Mentre tutto scorre ho la vita che fa presa sugli scogli. Andare via era la sola cosa che avessi mai desiderato realmente, con ognuna delle mie cellule. Ho passato anni a credere fermamente che nel mio codice genetico ci fosse scritta la parola “Nomade”. “Selvatica”. Ero sicura di non appartenere a nessun posto. Di non appartenere a nessuno. E adesso, che le onde infuriano? Adesso che non esiste scelta più facile, più comoda di lasciarsi andare alla corrente, perché non cogliere l’attimo? Perché non mollare la presa, perché opporre resistenza?

Perché non sono mai fuggita lontano?

L’acqua è gelida, salata per quanta ne abbia bevuta, color azzurro petrolio se non ricordo male dall’ultima volta che ho aperto gli occhi. Penso che mi mancheranno tutti e che quando tornerò (se mai dovessi tornare, se mai dovessi partire) non sarò più la stessa. E neanche loro, perché quando una perla scivola via dal filo che la tiene imprigionata alle sue gemelle, finisce che anche le altre si sparpagliano per il pavimento e rimbalzano nella stanza, rotolano sotto ai mobili, sotto al divano. Giocano a perdersi.

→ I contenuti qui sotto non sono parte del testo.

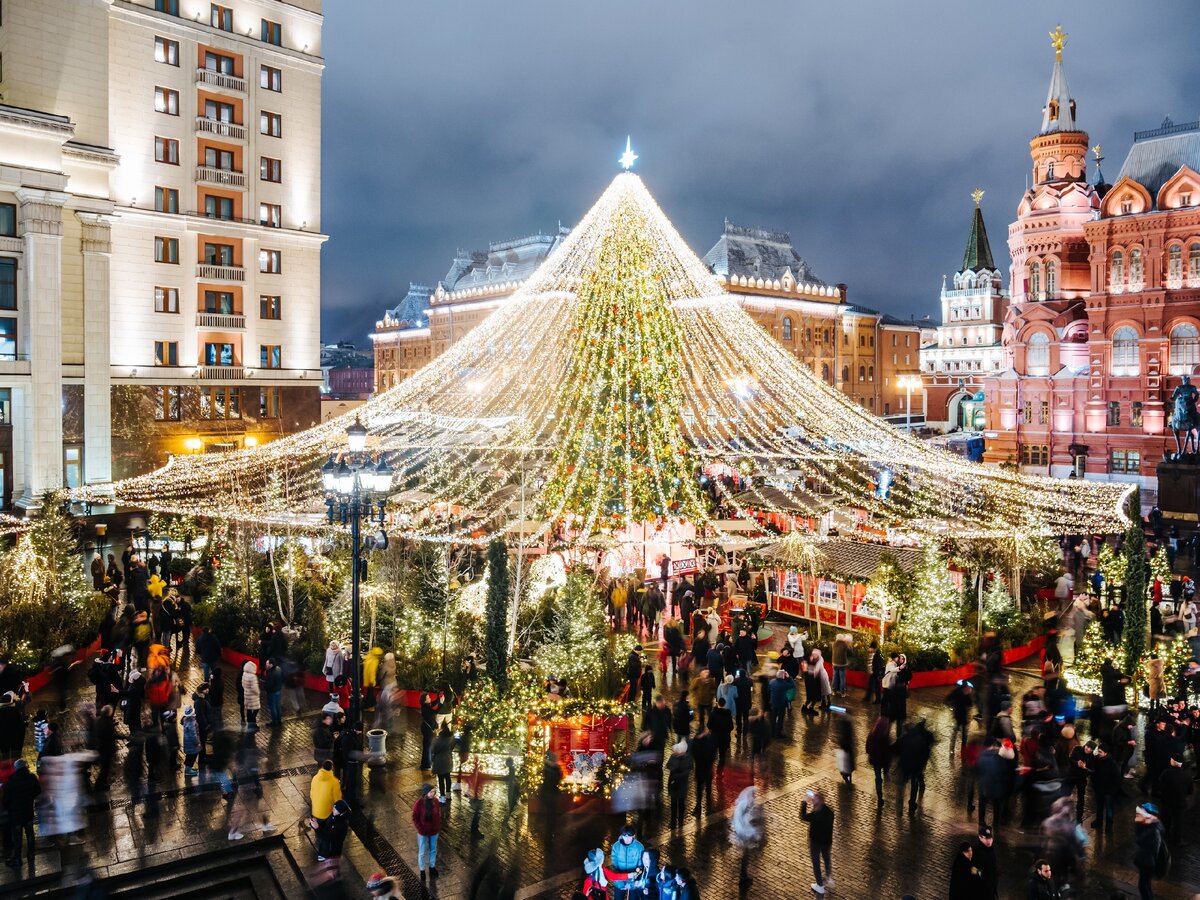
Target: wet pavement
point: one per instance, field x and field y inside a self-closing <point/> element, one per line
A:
<point x="880" y="851"/>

Era proprio questo, in realtà, che volevo evitare: non volevo giocare a perderti. Perché io non sono mai stata in un filo di perle, ma ho sempre vissuto nella mia ostrica. E dentro si sta bene, al sicuro, ma non ci sono finestre per vedere il mondo al di fuori. Non ho mai potuto camminare sulla sabbia fine, non ho mai accarezzato la pelle dell’oceano. Non ho mai visto la luna piena. Non ho mai toccato la realtà per come realmente è, nuda e cruda, noumeno, senza filtro in bianco e nero.

Non volevo giocare a perderti, volevo solo guardare oltre la mia conchiglia. Oltre la mia testa.

Ti chiedo se vuoi venire con me. L’acqua è gelida, salata per quanta ne abbiamo bevuta, ma chiara e limpida ora che le onde non fanno più schiuma. Ora che la guardo con i tuoi occhi. Ti chiedo se vuoi venire con me adesso perché la corrente mi fa quasi il solletico e non ho più paura. Tu rispondi che si può essere compagni di vita anche ai poli opposti, anche a mille anni di distanza, anche se probabilmente io sono destinata ad essere in continuo divenire e tu ancorato al fondale, a farti ricoprire di alghe e coralli. Dici che saremo compagni per la vita perché abbiamo lasciato le nostre anime a fissarsi nel posto in cui ci siamo conosciuti. Ne sei certo perché l’hai sognato stanotte. Dici che abbiamo tutto il tempo e mi aiuti a chiudere i bagagli, mi spingi lungo il pontile della nave, mi saluti con un bacio sugli occhi. Nella mia valigia suonano mille perle sfuse e un fil di ferro per incastrarle in sequenza. Oh, e un tuo biglietto:

“Ricordati di fotografare la luna piena. Senza filtro in bianco e nero.”